E se nello studio successivo Carolina Amadeo ci introduce alle sue ricerche compiute in merito alle implicazioni giuridiche delle occupazioni urbane come strategia di lotta dei movimenti sociali in Brasile, soffermandosi sul valore oggi del concetto di “occupazione”, Enrico Gargiulo affronta la delicata questione dei poveri di fronte all’anagrafe, vale a dire il metodo istituzionale, troppo spesso trasformato in un controllo poco ortodosso da parte delle stesse istituzioni, per tenere traccia della presenza delle persone per tanti motivi invisibili (quello della visibilità, più o meno voluta, è argomento che attraversa l’intero volume), ragionando su diritti fondamentali, a partire dal riconoscimento di una residenza in un determinato luogo.

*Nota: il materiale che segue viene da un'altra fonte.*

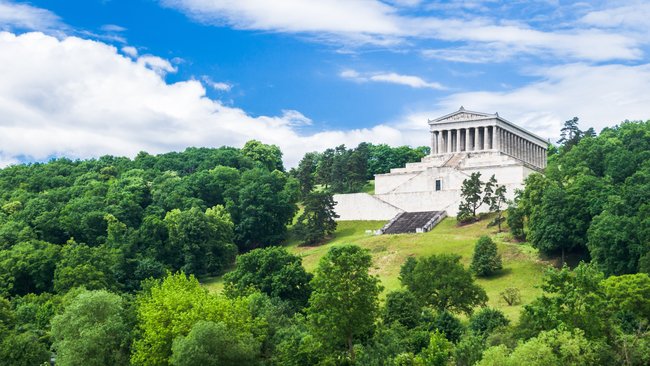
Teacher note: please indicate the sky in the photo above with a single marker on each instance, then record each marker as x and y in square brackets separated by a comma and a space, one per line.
[86, 78]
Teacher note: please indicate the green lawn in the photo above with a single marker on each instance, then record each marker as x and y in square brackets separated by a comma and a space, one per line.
[522, 267]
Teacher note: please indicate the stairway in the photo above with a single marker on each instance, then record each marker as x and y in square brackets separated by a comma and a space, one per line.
[454, 160]
[413, 222]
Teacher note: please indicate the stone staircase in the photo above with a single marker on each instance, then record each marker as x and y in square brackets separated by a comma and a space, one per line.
[413, 222]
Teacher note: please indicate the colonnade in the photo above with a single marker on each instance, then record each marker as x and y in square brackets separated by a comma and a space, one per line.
[487, 138]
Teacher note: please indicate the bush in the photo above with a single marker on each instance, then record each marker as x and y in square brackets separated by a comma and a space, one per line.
[511, 296]
[486, 261]
[486, 320]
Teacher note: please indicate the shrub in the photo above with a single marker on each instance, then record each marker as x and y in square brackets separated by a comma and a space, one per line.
[486, 261]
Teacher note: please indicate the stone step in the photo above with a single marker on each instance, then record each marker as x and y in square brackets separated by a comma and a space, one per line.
[412, 222]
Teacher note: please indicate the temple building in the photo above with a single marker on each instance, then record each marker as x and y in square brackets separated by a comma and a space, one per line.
[462, 142]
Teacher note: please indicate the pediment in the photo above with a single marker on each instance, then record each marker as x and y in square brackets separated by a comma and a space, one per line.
[462, 115]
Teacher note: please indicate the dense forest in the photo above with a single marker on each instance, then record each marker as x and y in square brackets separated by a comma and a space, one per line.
[100, 262]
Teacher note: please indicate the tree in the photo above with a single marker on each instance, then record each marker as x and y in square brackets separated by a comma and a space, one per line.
[200, 242]
[273, 271]
[495, 196]
[486, 261]
[401, 306]
[486, 320]
[23, 349]
[441, 282]
[268, 156]
[570, 134]
[471, 198]
[213, 344]
[317, 220]
[92, 330]
[264, 205]
[344, 302]
[171, 307]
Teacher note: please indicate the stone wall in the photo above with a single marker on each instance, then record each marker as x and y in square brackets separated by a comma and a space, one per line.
[362, 206]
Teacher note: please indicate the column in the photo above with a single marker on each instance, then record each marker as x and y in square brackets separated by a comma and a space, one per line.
[486, 138]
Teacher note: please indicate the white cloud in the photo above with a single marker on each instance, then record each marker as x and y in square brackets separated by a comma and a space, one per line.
[130, 50]
[600, 96]
[390, 77]
[217, 85]
[373, 21]
[80, 98]
[23, 16]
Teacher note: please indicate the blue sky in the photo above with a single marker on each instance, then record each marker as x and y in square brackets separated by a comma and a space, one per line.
[91, 77]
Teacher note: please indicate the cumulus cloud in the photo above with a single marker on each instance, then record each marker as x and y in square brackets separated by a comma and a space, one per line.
[600, 96]
[373, 21]
[392, 78]
[81, 98]
[26, 17]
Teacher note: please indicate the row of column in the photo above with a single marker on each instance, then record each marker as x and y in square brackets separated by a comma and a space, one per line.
[487, 138]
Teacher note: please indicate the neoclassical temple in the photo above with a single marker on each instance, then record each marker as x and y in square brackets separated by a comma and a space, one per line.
[462, 142]
[466, 131]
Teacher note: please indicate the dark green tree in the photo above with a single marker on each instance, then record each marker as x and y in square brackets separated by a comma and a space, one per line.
[317, 221]
[344, 302]
[471, 197]
[213, 344]
[441, 282]
[486, 261]
[92, 330]
[273, 271]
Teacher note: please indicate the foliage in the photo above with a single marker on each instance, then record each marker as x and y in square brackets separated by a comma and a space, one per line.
[439, 351]
[200, 242]
[344, 302]
[441, 281]
[92, 330]
[317, 220]
[486, 320]
[273, 271]
[471, 197]
[265, 204]
[23, 349]
[210, 343]
[173, 306]
[486, 261]
[401, 306]
[511, 295]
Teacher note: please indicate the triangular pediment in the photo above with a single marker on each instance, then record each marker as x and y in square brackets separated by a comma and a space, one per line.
[462, 115]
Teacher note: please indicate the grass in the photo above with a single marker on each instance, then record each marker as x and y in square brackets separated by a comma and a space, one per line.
[522, 267]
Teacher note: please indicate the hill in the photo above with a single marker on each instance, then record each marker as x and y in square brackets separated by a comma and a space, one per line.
[522, 267]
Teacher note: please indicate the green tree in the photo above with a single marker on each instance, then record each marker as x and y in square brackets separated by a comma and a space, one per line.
[200, 242]
[265, 204]
[344, 303]
[171, 307]
[441, 281]
[23, 349]
[486, 320]
[486, 261]
[92, 330]
[401, 306]
[471, 197]
[268, 156]
[317, 221]
[213, 344]
[273, 271]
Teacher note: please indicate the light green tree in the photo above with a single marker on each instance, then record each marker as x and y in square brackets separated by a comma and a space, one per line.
[344, 302]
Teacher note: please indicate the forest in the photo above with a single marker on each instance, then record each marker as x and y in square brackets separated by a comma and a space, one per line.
[101, 263]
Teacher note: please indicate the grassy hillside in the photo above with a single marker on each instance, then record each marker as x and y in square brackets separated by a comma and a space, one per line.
[522, 268]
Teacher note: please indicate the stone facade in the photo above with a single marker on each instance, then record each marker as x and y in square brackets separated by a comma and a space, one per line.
[462, 143]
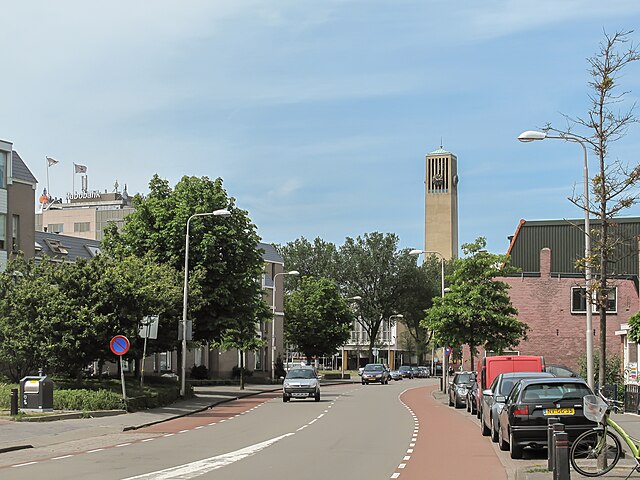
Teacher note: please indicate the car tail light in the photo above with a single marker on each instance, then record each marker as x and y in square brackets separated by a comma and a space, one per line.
[521, 410]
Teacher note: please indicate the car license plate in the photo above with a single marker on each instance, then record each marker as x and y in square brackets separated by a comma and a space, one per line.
[559, 411]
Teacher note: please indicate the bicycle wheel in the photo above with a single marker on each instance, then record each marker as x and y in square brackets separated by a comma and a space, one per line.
[594, 453]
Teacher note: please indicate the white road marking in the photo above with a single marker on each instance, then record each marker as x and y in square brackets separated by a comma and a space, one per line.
[200, 467]
[23, 464]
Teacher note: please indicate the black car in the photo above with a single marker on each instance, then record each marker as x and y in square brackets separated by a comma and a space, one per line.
[523, 420]
[375, 372]
[458, 387]
[494, 397]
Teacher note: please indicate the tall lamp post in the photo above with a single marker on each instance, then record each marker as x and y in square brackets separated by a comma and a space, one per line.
[273, 324]
[357, 298]
[395, 315]
[530, 136]
[442, 290]
[217, 213]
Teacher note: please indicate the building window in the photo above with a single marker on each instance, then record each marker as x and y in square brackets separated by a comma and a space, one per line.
[15, 233]
[579, 301]
[3, 169]
[79, 227]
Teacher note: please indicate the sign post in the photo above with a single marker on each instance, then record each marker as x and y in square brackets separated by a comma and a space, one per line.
[120, 345]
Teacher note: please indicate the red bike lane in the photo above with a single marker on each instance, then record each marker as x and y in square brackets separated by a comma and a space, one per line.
[446, 445]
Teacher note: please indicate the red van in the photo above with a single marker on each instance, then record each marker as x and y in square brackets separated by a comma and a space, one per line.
[490, 367]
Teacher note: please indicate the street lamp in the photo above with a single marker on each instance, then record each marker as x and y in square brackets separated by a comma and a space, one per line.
[442, 290]
[217, 213]
[357, 298]
[273, 325]
[530, 136]
[395, 315]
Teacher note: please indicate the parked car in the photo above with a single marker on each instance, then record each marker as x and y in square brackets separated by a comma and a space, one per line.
[458, 387]
[561, 371]
[494, 397]
[375, 372]
[490, 367]
[301, 382]
[523, 419]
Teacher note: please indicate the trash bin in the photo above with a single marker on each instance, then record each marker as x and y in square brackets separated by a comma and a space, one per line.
[36, 394]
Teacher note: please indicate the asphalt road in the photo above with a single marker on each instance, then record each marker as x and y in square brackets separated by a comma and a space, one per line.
[359, 432]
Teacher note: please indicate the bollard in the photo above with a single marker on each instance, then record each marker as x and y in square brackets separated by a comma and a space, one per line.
[561, 471]
[550, 421]
[14, 401]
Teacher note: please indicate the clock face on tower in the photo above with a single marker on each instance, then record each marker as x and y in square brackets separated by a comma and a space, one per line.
[438, 180]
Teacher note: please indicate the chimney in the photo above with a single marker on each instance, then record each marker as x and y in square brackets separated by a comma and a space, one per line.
[545, 262]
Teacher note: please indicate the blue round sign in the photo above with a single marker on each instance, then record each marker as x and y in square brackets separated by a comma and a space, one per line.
[119, 344]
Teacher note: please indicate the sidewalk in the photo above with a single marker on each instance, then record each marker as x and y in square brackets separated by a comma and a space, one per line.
[628, 421]
[21, 435]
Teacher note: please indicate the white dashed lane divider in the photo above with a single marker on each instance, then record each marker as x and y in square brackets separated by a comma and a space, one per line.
[412, 444]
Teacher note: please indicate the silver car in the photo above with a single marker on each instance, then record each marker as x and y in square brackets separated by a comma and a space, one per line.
[494, 397]
[301, 382]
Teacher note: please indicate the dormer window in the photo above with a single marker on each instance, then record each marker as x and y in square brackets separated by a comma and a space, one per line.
[56, 246]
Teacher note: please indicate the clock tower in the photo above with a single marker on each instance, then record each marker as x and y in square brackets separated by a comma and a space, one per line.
[441, 204]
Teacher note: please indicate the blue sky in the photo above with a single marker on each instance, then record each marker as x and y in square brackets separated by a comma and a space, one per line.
[317, 114]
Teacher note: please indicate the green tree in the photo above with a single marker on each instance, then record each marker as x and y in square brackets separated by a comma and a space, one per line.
[477, 311]
[373, 268]
[317, 259]
[223, 253]
[319, 318]
[615, 184]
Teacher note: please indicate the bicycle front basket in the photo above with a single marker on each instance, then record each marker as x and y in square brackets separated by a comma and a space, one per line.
[594, 408]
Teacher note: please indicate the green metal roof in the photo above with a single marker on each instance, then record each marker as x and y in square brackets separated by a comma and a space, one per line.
[565, 238]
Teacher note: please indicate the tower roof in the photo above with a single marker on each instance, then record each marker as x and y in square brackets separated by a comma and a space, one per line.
[440, 151]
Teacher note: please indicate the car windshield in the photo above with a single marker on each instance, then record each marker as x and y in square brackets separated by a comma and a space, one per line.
[555, 391]
[301, 373]
[373, 368]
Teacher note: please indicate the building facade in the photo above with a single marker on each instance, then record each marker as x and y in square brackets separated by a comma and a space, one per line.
[441, 204]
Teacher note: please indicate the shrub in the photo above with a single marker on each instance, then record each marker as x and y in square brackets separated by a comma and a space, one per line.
[199, 372]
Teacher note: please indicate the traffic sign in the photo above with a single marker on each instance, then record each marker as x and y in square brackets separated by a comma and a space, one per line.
[119, 344]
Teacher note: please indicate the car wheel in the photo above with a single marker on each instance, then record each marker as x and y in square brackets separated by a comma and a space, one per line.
[504, 446]
[515, 451]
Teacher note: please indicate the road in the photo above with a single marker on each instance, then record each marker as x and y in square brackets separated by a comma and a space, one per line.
[360, 432]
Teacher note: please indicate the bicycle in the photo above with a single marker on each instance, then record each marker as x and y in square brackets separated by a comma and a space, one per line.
[597, 451]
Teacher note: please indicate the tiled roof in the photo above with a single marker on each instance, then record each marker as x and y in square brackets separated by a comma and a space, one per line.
[19, 170]
[64, 247]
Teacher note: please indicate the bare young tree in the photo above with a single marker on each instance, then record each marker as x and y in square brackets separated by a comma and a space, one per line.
[615, 186]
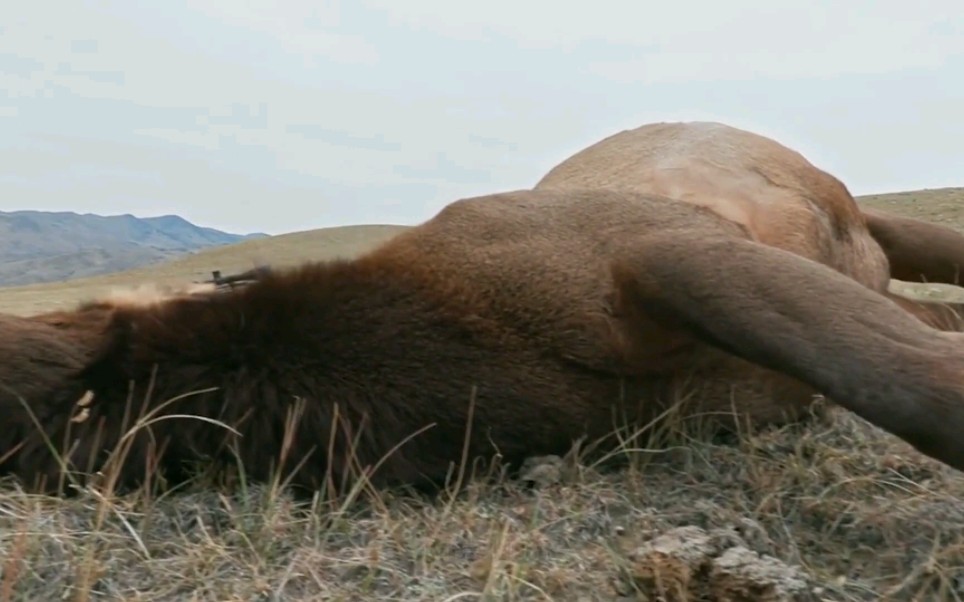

Nei due contributi che chiudono il libro, Veronica Pecile racconta la lotta degli urban poor ai tempi della “turistificazione” neoliberale delle città, proponendo come modello emblematico Palermo, da cinque anni sottoposta a una strategia, accelerata dalla sua elezione a Capitale italiana della cultura nel 2018, concentrata nell’organizzazione degli spazi e delle economie urbane esclusivamente in funzione delle esigenze di turisti e investitori.

Vedremo se qualcosa cambierà dopo l’avvento pandemico, e chiaramente qualcosa, anzi molto, è già cambiato: perché i “nuovi poveri”, soggetto di analisi nelle pagine di Maurilio Pirone, viaggiano anche tra piattaforme digitali ed economie informali, contemplando quella categoria working poor che ci avvicina tutti a una soglia di povertà forse un tempo lontana per molti; mentre oggi, se ci guardiamo intorno, e ci guardiamo dentro, potremmo accorgerci non esser più così.